2025
12:00 pm - 1:30 pm
Wednesday Wed
Engaging in Team Science: Collaboration is Hard, Best Practices for Success
Virtual via Zoom
Solving complex scientific challenges requires collaborating with experts from different disciplines. While the theories surrounding building trust, having difficult conversations, setting expectations, and accountability are easy to comprehend, putting everything into practice is hard work. This event will focus on helping you understand the pieces that need to be put in place to launch a new research team or revitalize an existing one. You’ll learn about the role of a collaborative mindset in team science, and see how that relates to the major stages of team development. You’ll learn to reframe how you think about gifts, and how receiving them in collaborations can have impact on the team. Finally, you’ll get some insights on some of the most critical collaborative competencies.
Speaker
L. Michelle Bennett, PhD
Dr. L. Michelle Bennett, PhD started her career as a molecular oncologist working at the laboratory bench. Over time she shifted focus to the use of collaborative approaches to maximize team and organizational effectiveness and catalyze partnerships. She is passionate about working at the leading edge of transdisciplinary research endeavors through consulting, facilitation, and as a team science architect.
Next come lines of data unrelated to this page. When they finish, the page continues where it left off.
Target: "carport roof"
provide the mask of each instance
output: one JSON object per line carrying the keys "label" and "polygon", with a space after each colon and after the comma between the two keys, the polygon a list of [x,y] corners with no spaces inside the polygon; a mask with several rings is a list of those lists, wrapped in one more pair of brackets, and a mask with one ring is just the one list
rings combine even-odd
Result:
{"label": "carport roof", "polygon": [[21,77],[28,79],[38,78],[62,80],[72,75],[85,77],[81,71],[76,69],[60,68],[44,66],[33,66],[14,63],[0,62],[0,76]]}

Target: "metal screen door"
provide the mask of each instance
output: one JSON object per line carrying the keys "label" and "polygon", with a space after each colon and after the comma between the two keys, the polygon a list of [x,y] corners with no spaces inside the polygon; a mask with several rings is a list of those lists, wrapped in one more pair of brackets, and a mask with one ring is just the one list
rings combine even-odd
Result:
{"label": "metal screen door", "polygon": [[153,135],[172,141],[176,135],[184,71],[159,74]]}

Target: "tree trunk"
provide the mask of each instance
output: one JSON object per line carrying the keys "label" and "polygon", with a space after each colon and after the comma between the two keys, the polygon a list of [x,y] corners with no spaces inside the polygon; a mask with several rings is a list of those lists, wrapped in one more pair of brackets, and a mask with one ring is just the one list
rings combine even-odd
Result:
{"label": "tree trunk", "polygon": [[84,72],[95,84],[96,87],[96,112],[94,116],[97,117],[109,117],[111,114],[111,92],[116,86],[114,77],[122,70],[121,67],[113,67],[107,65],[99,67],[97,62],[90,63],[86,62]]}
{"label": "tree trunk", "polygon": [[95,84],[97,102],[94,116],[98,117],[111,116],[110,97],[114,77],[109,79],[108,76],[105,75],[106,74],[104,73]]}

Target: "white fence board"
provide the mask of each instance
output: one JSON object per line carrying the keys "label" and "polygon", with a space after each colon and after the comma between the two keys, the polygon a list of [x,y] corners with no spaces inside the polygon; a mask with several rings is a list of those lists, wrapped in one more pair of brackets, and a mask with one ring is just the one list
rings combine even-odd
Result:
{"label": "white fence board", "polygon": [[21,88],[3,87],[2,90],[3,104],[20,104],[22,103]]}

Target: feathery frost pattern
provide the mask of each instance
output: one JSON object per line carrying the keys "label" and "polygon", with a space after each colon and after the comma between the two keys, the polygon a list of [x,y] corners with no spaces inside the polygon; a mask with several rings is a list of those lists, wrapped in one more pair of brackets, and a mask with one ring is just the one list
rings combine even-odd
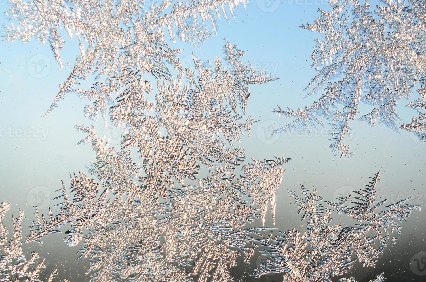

Michelle was the founding director of the National Cancer Institute’s Center for Research Strategy, a role she relished until 2021. In that time, she worked with countless teams across different professions, and co-authored Collaboration and Team Science: A Field Guide which serves as a primer for investigators and staff who are building, participating in, or supporting collaborative research teams and institutions.
Michelle is a certified Executive Coach and currently Principal and Owner of L.M. Bennett Consulting, LLC. During her 20-year career at the National Institutes of Health, Michelle held a number of leadership roles and gained extensive practical experience promoting collaboration and team-based approaches to strategic planning, identifying emerging areas of research, and assessing the impact of research investment. Routinely working across and beyond the organization, she brought individuals together with diverse backgrounds and expertise. She is now using this experience to help teams and organizations across a wide range of sectors, both in the US and on the international arena.